From eating and sleeping to having a dirty number plate, find out what can land you in trouble while at the wheel
The flash of blue police lights in the rear view mirror is enough to fill any motorist with dread.
If you exceed the speed limit or drive through a red light, then you can probably expect a fine.
But there are some lesser known rules that could end up costing you if you don’t know them. Here are scenarios where it pays to know the law:
1. Flashing your lights to give way
We’ve all been there. We’re sat at a junction praying for a gap in the traffic when a friendly driver slows and flashes their lights to allow us to pull out in front of them.
Although it’s a common practice, this Good Samaritan act could technically be considered a driving offence if an accident resulted from it.
The Highway Code states: “Only flash your headlights to let other road users know that you are there.
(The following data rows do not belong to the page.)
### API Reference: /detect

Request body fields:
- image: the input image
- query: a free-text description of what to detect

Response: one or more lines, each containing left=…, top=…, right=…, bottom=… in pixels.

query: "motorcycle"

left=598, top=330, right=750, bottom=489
Do not flash your headlights to convey any other message.”
Flashing your headlights to warn other drivers of a speed trap on the road ahead could also attract fines of up to £1,000 if caught by police.
2. Eating while driving
While it’s not illegal to be snacking at the wheel, it is frowned upon and could leave you in hot water if you’re distracted enough to present a significant danger to yourself or others.
The police could prosecute you for careless driving if they consider you were not in proper control of the vehicle.
3.Using your phone as a sat nav
Sat navs have to be in a fixed position, either on your windscreen or your dashboard and the same applies if you are using your phone to give you directions.
Using a hand-held mobile phone while driving is illegal, punishable by six points on your licence and a £200 fine. But it is fine to use it as a sat nav as long as long as you keep it in a fixed position and you do not touch it while driving.
4.Using Apple Pay at a drive-thru
It’s is a convenient app which acts as a digital wallet allowing contactless payment to be made with an iPhone or other Apple device.
But if you are using it instead of cash while ordering your McDonald’s or Costa Coffee then take care to ensure you are not flouting the law.
The only legal way to use it is to ensure your engine is off and you are fully parked with the handbrake on. But if your engine is still running then you are breaking the law and could be fined and given six points.
5. Having a dirty number plate
Keeping your number plate clean is a must. Dirty and unreadable number plates could leave you with a fine of up to £1,000. They should also show your vehicle registration number correctly. You can’t rearrange letters or numbers, or alter them so that they’re hard to read.
Your car will fail its MOT test if you drive with incorrectly displayed number plates.
6. Sleeping in your car when drunk
You may think that ‘sleeping it off’ in your car is perfectly legal but it comes with a risk of being convicted of drunk in charge of a vehicle.
This does not incur as serious penalties as drink driving but can still involve a hefty fine and points. However if you prove that you never had any intention of driving -- for example, you’ve left your keys elsewhere – then you may just receive a caution.
7. Splashing pedestrians with rainwater
If you drive through a puddle and soak someone walking on the pavement then you could be fined. It is considered driving without ‘reasonable consideration’ for other people.
Drivers can be punished with a fine of up to £5,000 but you are more likely to be be issued with a £100 fixed penalty notice and three penalty points if you are caught.
8. Sounding your horn in anger
You may not like the way the motorist in front of you is driving but think before bleeping your horn. It is actually illegal to use the car horn, except to avoid a potential dangerous situation. It is believed that unnecessary use of the horn can distract other drivers, potentially leading to accidents. Police have the power to issue motorists a £30 fine for the illegal use of car horns. This fine could rise to up to £1,000 if the matter ends up going to court.
9. Middle-lane hogging on the motorway
Motorists who just stay put in the middle lane are considered by some to be one of the biggest nuisances on the motorway. But anyone caught refusing to budge could be handed an on the spot fine of £100 by police.
The middle-lane should just be used for overtaking with the Highway Code stating that all drivers must keep to the left-hand lane when not passing other motorists.
10. Overtaking at a pedestrian crossing
It can be tempting to zip past a stationary car at a crossing on a multi-lane road as soon as the lights turn to green but this is actually illegal because of the danger it poses to pedestrians, who may still be walking across.
Caught and you could be handed a £100 fine and three penalty points.